Но одно ли только влияние численности и пробуждение инстинкта к человекоубийству толкали его на самые ужасные крайности? Вправе ли мы сказать, что народ, состоящий из честных крестьян и рабочих, может обратиться сразу в чудовище испорченности? Нельзя ли с большей вероятностью утверждать, что к тому примешиваются, развращая его, все те индивиды, образующие социальные подонки, которые при каждом возмущении или мятеже выходят из кабаков и других подозрительных мест, где они обыкновенно скрываются, подобно тому, как от возмущения воды в пруде показывается на поверхности его вся, находящаяся на его дне, грязь?
"В спокойное время, — говорит Карлье , — когда усмирённые политические страсти не штурмуют каждое утро власть-имущих, полицейская администрация пользуется нравственной властью над содержателями всяких подозрительных мест, фланёрами, бродягами, вообще над всеми подонками общества, — властью, которая несколько сдерживает последних.
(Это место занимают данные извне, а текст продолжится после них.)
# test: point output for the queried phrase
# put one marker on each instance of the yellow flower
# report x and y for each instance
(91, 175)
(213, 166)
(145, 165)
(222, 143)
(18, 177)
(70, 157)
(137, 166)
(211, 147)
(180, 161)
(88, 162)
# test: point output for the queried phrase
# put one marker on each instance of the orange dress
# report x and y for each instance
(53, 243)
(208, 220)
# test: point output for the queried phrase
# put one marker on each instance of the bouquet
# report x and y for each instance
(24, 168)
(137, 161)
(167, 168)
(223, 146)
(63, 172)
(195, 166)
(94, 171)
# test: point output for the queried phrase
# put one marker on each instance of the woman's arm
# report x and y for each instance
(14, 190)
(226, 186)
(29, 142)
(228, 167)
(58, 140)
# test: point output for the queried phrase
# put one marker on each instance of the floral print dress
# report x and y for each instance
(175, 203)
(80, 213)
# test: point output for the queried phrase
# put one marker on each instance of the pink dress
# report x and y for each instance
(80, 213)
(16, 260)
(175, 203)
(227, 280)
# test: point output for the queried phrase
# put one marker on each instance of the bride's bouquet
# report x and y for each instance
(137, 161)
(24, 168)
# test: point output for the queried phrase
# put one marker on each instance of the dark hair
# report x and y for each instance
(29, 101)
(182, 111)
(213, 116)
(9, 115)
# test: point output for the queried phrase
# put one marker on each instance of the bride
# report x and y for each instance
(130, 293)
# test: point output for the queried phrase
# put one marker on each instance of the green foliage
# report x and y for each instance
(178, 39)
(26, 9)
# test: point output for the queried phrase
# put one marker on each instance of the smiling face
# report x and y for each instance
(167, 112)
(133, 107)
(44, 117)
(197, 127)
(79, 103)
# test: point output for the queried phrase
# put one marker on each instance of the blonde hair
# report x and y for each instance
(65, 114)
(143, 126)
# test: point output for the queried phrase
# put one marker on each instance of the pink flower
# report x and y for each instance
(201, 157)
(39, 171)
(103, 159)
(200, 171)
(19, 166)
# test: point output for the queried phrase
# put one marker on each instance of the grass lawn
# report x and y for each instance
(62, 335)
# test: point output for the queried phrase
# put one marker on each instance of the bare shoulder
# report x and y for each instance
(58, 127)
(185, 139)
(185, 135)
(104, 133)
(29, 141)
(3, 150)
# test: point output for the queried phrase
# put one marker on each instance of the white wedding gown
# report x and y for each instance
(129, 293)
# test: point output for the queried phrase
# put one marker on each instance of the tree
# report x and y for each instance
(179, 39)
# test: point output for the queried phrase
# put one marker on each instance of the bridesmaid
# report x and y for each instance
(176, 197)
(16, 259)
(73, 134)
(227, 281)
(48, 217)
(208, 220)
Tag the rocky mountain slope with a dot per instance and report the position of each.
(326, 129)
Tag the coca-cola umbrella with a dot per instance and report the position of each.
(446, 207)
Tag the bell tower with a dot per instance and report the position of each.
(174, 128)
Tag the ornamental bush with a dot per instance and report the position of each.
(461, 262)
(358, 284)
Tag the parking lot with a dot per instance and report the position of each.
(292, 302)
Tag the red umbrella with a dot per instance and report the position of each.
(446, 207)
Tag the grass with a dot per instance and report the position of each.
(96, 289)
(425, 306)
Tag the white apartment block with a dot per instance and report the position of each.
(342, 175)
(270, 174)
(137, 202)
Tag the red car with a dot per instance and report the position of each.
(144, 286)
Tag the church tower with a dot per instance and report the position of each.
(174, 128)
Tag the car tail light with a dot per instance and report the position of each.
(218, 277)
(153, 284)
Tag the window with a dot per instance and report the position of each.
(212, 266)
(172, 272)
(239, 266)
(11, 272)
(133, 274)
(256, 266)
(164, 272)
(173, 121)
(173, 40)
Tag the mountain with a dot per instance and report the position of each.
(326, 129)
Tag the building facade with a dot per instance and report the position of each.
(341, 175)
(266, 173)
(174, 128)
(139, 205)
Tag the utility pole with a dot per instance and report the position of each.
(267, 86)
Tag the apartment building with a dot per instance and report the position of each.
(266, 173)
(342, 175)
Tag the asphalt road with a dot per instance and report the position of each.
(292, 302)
Всю жизнь свою они скрываются, и приближение полицейского агента обращает их в бегство. Но пусть только начнёт просыпаться общественное мнение; пусть ежедневная пресса начнёт вести себя наступательно по отношению к легальности некоторых поступков префекта полиции: тотчас все эти люди сделаются высокомерными и задерут голову. Они начнут сопротивляться агентам и бороться с ними; они будут участвовать во всех мятежах, и если получат откуда-нибудь удар, то станут считать себя в числе политических жертв. Приходят революции, и они со своими подругами, которых увлекают с собою, делаются самыми жестокими, самыми двусмысленными её деятелями"…
"Этот класс людей без определённой профессии, — прибавляет Гиске , — (класс многочисленный, составленный из людей, не имеющих почти никакого крова, которых дурные наклонности заставили сбросить с себя узду закона и нравственности) —является в количественном отношении весьма малой частью народонаселения; но, принимая во внимание его лень и несчастия, взвесив бродящие в нём дурные страсти, мы придём к убеждению, что тут-то преимущественно и находится ужасная угрожающая все ниспровергнуть сила . Эта масса пользующихся дурной славой людей неустанно пополняется и увеличивается во время смятения авантюристами, людьми с запятнанной репутацией, потерявшими кредит и доброе имя в департаментах и пришедшими в Париж искать убежища. К ним можно ещё присоединить завсегдатаев кабаков и всевозможных притонов, одним словом, сомнительных личностей всех родов; и когда вся эта грязь приводится в движение политическими страстями, то к ним присоединяются также и люди с расстроенным воображением, чувствующие потребность в сильных ощущениях и находящие их в уличных драмах, в народных волнениях".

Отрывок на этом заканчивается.